Peyami Safa'nın, "Türk Yurdu hedefine vardı: Türk ümmetlikten çıktı milletliğe girdi." belirlemesine Abdullah Cevdet, "Türk Yurdu'nun vazifesinin bitmiş olduğunu zannetmek pek yufka görmektir." karşılığıyla itiraz edip düzenli olarak gönderdiği "İctihad" dergisini okumadığını düşündüğü genç yazarı, "senin nesildaşların ve senin neslini takip eden neslin yaptıkları gibi sen de okumuyorsun" diye açık açık uyarır. "Peyami Safa ile nesildaşları da okumuyor idiyse biz ne yapalım" deyip geçmeyiniz, mektup bu konuyla da ilgilidir.
Abdullah Cevdet'in mektubundan, yüzüncü yaşına gelmiş Cumhuriyet rejimi ve onun partisini bugün de tartışmasız ilgilendirdiğini düşündüğüm bir bölümü aktarıyorum: "Menemen hadisesini takip ve Türk Ocakları'nın lağvedilmesine takaddüm eden ayların birinde Reisicumhur, Aydın Türk Ocağı'nı ziyaret ediyor, oradaki gençlere: 'Efendiler Tabiî civarınızdaki köyleri ziyaret etmiş, hâllerini, ihtiyaçlarını, dertlerini öğrenmişsinizdir.
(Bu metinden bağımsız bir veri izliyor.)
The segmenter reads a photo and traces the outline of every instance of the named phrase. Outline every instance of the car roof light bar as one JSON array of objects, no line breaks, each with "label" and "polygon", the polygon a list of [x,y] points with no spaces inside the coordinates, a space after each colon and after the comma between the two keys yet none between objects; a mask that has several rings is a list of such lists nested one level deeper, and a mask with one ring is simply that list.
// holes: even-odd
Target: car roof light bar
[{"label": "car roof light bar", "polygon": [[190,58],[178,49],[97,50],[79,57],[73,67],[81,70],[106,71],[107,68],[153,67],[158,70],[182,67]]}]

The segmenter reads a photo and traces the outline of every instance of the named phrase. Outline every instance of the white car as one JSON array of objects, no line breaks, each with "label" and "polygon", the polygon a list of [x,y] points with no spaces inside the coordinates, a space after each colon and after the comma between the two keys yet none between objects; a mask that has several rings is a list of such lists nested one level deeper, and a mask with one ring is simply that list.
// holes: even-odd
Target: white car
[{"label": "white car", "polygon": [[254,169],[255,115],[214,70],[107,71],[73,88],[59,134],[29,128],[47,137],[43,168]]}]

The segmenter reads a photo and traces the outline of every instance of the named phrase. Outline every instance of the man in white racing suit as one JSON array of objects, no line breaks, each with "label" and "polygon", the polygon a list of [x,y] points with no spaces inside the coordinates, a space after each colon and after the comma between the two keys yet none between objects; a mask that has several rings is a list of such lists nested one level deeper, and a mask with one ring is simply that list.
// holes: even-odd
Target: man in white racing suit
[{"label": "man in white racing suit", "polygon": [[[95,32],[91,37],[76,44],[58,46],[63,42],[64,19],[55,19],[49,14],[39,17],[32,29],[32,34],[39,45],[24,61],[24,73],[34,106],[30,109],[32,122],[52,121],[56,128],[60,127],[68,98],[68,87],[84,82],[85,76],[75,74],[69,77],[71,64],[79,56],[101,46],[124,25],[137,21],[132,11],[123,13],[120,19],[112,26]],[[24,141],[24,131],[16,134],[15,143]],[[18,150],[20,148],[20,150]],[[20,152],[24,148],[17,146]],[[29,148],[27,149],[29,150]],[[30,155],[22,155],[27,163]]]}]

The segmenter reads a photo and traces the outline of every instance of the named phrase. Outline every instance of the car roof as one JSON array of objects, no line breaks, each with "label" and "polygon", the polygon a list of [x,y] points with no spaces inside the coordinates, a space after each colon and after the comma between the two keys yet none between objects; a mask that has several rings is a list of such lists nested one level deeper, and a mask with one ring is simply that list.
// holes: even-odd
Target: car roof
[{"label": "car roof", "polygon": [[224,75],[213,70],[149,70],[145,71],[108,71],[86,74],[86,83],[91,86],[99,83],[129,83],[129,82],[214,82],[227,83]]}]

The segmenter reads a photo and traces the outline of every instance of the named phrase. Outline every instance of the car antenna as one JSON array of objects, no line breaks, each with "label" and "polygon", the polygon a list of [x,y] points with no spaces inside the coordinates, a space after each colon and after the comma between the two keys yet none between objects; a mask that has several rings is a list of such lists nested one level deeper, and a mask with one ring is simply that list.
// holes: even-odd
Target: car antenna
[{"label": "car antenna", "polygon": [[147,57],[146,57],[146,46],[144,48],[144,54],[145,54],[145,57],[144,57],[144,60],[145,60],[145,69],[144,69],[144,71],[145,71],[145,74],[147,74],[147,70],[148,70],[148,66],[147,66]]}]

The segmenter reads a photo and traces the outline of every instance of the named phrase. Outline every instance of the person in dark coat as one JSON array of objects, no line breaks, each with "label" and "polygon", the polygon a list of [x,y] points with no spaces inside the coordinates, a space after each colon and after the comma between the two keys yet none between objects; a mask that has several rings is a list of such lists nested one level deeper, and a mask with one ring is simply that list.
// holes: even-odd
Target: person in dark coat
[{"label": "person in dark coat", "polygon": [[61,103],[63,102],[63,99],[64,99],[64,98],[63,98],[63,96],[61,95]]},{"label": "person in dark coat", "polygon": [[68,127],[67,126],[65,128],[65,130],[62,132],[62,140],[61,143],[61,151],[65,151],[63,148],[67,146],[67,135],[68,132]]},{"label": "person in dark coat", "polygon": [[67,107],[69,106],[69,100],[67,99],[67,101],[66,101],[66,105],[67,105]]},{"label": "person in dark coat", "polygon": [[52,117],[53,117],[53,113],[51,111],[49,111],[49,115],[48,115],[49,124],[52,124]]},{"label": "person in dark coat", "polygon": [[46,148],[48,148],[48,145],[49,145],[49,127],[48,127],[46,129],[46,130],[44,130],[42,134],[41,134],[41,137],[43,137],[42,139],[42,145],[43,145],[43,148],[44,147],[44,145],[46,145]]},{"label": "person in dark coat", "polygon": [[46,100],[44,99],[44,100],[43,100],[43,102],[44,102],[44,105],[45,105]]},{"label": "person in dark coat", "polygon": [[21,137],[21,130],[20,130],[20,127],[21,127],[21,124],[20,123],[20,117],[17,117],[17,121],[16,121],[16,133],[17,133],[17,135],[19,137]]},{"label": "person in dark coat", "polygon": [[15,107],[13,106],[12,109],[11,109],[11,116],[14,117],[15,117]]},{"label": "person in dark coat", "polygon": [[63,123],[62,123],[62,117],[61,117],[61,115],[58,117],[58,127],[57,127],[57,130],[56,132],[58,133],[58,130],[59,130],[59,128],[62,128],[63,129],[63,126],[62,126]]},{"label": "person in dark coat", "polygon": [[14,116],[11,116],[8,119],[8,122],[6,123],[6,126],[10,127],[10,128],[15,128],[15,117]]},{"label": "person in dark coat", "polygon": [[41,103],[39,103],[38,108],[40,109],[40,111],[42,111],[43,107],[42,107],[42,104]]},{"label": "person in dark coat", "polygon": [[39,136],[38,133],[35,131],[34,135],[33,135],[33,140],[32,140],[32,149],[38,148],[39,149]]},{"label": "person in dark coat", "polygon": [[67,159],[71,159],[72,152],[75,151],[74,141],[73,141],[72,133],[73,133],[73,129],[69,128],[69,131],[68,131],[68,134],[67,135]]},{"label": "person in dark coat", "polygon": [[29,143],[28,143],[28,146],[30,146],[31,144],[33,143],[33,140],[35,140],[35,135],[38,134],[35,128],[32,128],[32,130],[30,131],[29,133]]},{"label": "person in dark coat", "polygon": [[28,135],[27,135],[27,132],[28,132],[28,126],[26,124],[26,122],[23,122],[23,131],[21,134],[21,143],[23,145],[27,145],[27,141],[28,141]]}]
Bana anlatın ben de öğreneyim, istifade edeyim' diyor. Kimsede ses yok. Gazi tekrar soruyor. 'Buraya en yakın köyün mesafesi ne kadardır?' cevap veren yok. Tekrar soruyor. İçlerinden biri: 'Efendim, yirmi dakika' diyor. O: 'Peki, anlatın, bu köyler ne haldedir? İhtiyaçları, dertleri, şikâyetleri nelerdir? Beni bunlar hakkında aydınlatın' diyor. Sükût, sükût. Nihayet, Aydın Türk Ocağı Reisi, eğilerek, bükülerek: 'Efendim, köylere gitmek için araba, otomobil tahsisatımız yok' diyor. Bunun üzerine Gazi Paşa: 'Menemen isyancı şeyhlerinin köy köy dolaşmak için tahsisatları var mı?' diyor." Olayı anlatan Abdullah Cevdet'in genç Peyami Safa'ya sorusu oldukça sert: "Türk gençleri yirmi dakikalık mesafedeki velinimet köyleri ve köylüleri ziyaret etmek için arabaya ve tahsisata ihtiyaç gösterecek kadar 'effeminé', idealsiz ve mealsiz iseler, Türk Yurdu'nun vazifesi bitmiş midir?"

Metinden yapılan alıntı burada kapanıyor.